Si svegliò bruscamente, e occorsero alcuni istanti perché si raccapezzasse. Poi le venne una gran voglia di muoversi e di cambiare corso ai suoi pensieri. Fece il corridoio avanti e indietro due o tre volte, e intanto diceva a se stessa: “Non c’è urgenza di arrivare; no, non devo avere fretta.” E dopo aver bevuto un bicchiere d’acqua guardò fuori dalla finestra. Grande la luna sugli alberi e sui tetti splendeva. Un po’ più in là c’era un semaforo. Segnava giallo, rosso, verde. Accendi e spegni, accendi e spegni. Una luce nevrotica, quella del semaforo, affannosa, così diversa dalla luce della luna, calma e misteriosa.

Puntuale come sempre a quello che ormai è diventato il suo appuntamento pomeridiano Rosa è di nuovo lì, al Ronco Bolzino. Oggi le sembra che la meridiana sia contenta d’essere guardata. Ai suoi piedi la gatta fulva consegna ai micetti una lucertola viva e con uno speciale miagolio stimola i suoi allievi all’azione. Sembra pronta ad intervenire perché la caccia vada a buon fine, ma Rosa è sicura che non lo farà. Adesso tocca ai cuccioli agire, come a lei spetta continuare col mantra della meridiana perché chi l’ha scritto non c’è più. Ne è consapevole, e perciò pone la mente in condizione di concentrarsi in modo che il mantra fluisca con naturalezza; le sue labbra si muovono sicure sotto il cappello di feltro color ciliegia a grandi pois bianchi, e dicono: al sol misuro i passi, all’uom la vita. Le donne larghe di fianchi e grosse di cosce portano sempre curiosi cappellini; in genere sono più spiritose delle altre, quelle con la bella silhouette, che si prendono troppo sul serio. Ormai quel suono le è familiare e ogni giorno i suoi giri si fanno più lunghi per rincasare, sempre continuando a recitare il mantra della meridiana. Poi a una cert’ora si ferma e saluta il sole, prima che si ritiri del tutto: assume la posizione eretta con i piedi paralleli e il peso del corpo equamente distribuito, solleva la sommità del capo e spinge verso il basso le spalle lontano dalle orecchie, preme le mani una contro l’altra al centro del petto e il cuore si apre, il respiro si fa più profondo.

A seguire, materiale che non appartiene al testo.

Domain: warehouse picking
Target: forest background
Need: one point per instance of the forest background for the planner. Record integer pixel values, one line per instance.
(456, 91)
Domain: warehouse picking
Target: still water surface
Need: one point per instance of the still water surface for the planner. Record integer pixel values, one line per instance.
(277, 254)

Mentre l’ossigeno le invade i tessuti spazzando via le impurità la tensione la fatica e le preoccupazioni Rosa percepisce la perfetta immobilità del suo corpo, e ne gode la pace che sprigiona. Intanto il japa, la ripetizione mentale del mantra, continua; finché non fa fresco e la campagna va in ombra al momento del crepuscolo.    

Ma perché Rosa Rossi recita da giorni il mantra della meridiana? Che s’aspetti di vedere finalmente davanti a sé una realtà comprensibile, chiara, senza nebbie, in cui finalmente lei potrà muoversi con gesti precisi e sicuri? Nient’affatto. E’ che si sente leggera, incorporea, quasi a dimenticarsi d’esistere, quando pronuncia queste parole. Non deve andare da nessuna parte, o prendere posizione, né situarsi in rapporto a niente e nessuno; recita il suo mantra e chiuso. Non è molto, ma a lei che non cerca altro che una strada da percorrere piuttosto che  stare ferma ad aspettare, forse basta.